Monday, February 20, 2006

/ jomblo /

ini bukan mo bikin blog tentang curhatan hati seorang jomblo kok.. bener deh.. tapi gw lge pengen bgt bgt bgt nonton JOMBLO... O EM JI DRAGON.. knp sih gak dipasang di jepang gtu pelemnyaaa?? yah kl dipasang juga saya teh bakal terbengong2 sambil [atau sampai??] terkentut2 ngeliatnya.. apa sih belebih.. mana bibi pake ngomong2 udah nonton 2 kalii pulaa.. kasih kesempatan buat diriku ngapa bi sekali doang.. kamu mah.. saya kan juga mao.. abis bukunya bikin gw ngakak guling2an sih.. jadi kan penasaran gtu ama pelemnya.. trus katanya christian ganteng.. aiiih kalo christian bautista sih emang ganteng jo! [eh bukan dia ya yg maen?]
jomblooooo... jombloooo.... tolooooong... [sekali lagi saudara, bukan curhatan hati] awalnya sih takut juga kalo ternyata filmnya mengecewakan.. tapi setelah mendengar pendapat teman teman saya tercinta di jakarta itu ternyata filmnya sangatlah lucu dan menarik hati para cecunguk yg nonton itu.. [excuse my language, miss!] kacruuuuut... ajaklah diriku ini nonton.. temanmu ini kesepian dsini.. tiap hari kerjaannya cuman begini2 aj [ini baru namanya curhat] gak ada kemajuan.. yg ada kemunduran sosial.. dapat terlihat dr isi blog yg amat tidak berguna ini.. btw mo cerita kejadian dr sabtu minggu dan hari ini, senin..
sabtu.. lupa ngapain.. ya udah lah cerita minggu aje ye.. eh lupa lagih.. senen dah senen.. hari ini diajak emak ke dokter gigi tapi saya menolak dengan sushi [mentah maxudnya] gak galak loh tapi nolaknya.. jadi gak ada namanya perang dunia antara ibu dan anak.. trus di rumah yah gtu deh.. nonton.. trus sepedahan.. trus mandi.. lalu begini dan begitu.. oh iyah insya ALLAH juli pulang ke indonesia.. berhubung bapak udah selese tugas dsini jadinya skrg tiap liburan bakal balik ke indo terus! yay! [ada yg protes??] lalu kami sekeluarga akan pindah rumah.. masih gak tau kmana.. [kok kedengerennya kayak homeless ya?] yah kl gak ksitu yah dsitu.. pokoknya salah satu.. moga2 lancar2 aje yeeee... btw ternyata lebih enak nulis blog pake bhs indo.. hehehehehe.. lebih lancar dah ceritanya.. banyak kan niii udah 3 paragraf ajeee...
btw [eh paragraf ke4 deh..] kok tmen2 gw gak ada yg online yaaa... hik hik kan pengen ngobrol.. gw gak bisa online pagi dan siang dikarenakan ini adalah HM ayah saya.. jadi yah mau gak mau [harus mau!] dibawa ke kantor setiap pagi kecuali sabtu dan minggu dikarenakan pada hari2 tersebut libur dikarenakan.. [HUSH!] dsini bapak saya sedang tertawa2 dikarenakan [again???] dorifu, komedi jadulnya jepang.. lucu sih emang walopun kagak ngarti bahasanya.. buktinya bokap bisa tertawa2 riang.. oh iyah td malem nonton alien vs pedophil eh predator.. hiiiii sumpah jijay bin bajay.. untung gw nonton gak pake kacamata.. jijay jijay.. ampe adek gw tidur jam setengah 12 padahal besoknya sekolah.. dasar gembel! ah udah ah capek.. wow ternyata barusan saya menceritakan kejadian hari minggu.. wow! ingat! hehehehehe dah ah.. mwah mwah!!
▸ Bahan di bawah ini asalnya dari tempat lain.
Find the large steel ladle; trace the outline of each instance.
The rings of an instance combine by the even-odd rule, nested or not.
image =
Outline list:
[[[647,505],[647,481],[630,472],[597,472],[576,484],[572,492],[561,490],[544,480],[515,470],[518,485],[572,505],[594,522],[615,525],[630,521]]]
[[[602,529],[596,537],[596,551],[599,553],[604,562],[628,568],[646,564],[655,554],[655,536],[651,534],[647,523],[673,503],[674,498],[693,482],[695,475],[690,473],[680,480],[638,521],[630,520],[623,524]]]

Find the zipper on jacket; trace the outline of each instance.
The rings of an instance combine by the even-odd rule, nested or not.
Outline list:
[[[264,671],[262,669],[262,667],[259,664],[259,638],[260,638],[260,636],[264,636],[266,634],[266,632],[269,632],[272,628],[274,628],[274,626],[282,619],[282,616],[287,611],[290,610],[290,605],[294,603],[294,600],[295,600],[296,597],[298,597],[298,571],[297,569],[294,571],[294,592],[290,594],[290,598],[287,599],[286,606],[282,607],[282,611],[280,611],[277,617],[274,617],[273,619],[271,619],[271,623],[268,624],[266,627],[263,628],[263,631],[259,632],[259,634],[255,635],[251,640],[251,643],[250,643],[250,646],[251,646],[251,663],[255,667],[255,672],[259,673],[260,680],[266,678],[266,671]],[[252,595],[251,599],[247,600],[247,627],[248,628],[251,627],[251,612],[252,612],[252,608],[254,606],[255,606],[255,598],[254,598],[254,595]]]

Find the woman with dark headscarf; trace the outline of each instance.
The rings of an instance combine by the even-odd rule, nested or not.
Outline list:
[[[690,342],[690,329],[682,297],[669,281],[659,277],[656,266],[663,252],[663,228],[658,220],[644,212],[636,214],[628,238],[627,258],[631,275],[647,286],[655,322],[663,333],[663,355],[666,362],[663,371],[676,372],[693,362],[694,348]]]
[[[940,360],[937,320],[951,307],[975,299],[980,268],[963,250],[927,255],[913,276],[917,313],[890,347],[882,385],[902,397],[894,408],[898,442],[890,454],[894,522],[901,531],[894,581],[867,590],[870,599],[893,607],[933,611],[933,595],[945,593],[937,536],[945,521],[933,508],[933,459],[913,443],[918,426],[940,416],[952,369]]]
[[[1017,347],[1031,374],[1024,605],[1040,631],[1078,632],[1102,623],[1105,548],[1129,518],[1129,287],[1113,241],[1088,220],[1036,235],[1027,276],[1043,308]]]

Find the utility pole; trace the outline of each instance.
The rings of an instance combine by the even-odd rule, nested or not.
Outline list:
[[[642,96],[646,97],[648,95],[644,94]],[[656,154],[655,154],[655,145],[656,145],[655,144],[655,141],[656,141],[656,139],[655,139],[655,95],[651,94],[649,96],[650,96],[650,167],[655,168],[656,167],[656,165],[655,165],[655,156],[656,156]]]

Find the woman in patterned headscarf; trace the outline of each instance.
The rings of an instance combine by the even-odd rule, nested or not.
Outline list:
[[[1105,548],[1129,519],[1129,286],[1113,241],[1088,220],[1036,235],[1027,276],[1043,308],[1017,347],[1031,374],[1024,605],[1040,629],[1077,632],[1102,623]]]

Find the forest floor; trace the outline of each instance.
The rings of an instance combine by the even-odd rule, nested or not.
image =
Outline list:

. hanya saya dan komputer tercintah yang selalu setia menemani kesendirianku .

Friday, February 17, 2006

[la la la]

i'm bored to death. help help help heeeelp. hehehehe. hmmm and also anxious. yosh! what's done is done. new semester new will! oh yeah!i'm ready. new semester. i'm ready. la la la la.

Thursday, February 16, 2006

. start dancing and you'll smile .

i finished watching 3 dorama in a week i guess [kimi wa petto. 1 litre of tears. hana yori dango]. and i noticed from the 3 of them, someone gives cellphone. in kimi wa petto, the master gives the "dog" cellphone. in 1 litre of tears, the mother gives her daughter. and in hana yori dango, domyouji gives makino cellphone. that's the result when you got nothing to do. totally bored. no one to play to.
btw i know how it feels to be in american idol with simon, paula, and randy for the judges and go to the next round. i got this "accident" yesterday. i thought i lost my passport. for me ryuugakusei, it is the most daijina mono of course. i searched everywhere but it was nowhere to found. then at night i prayed and i prayed and i prayed but still no clue. the next morning i didn't give up. i searched in my parents' room and searched and searched and i found it! I WAS SO GLAD. thank GOD i found it. then i felt like "wow. the judges like me." lol. okay it's just me being hiperbola but i don't care. i'm still happy til now.
these days i don't know why but i like watching pinoy idol in youtube. hahahahaha guess i need something "new" now. well i do still like watching american idol tho'. right now i really feel like going to campus and studying. i need to use my brain properly. lol. what should i do anyway? du du du du du du la la la la la la.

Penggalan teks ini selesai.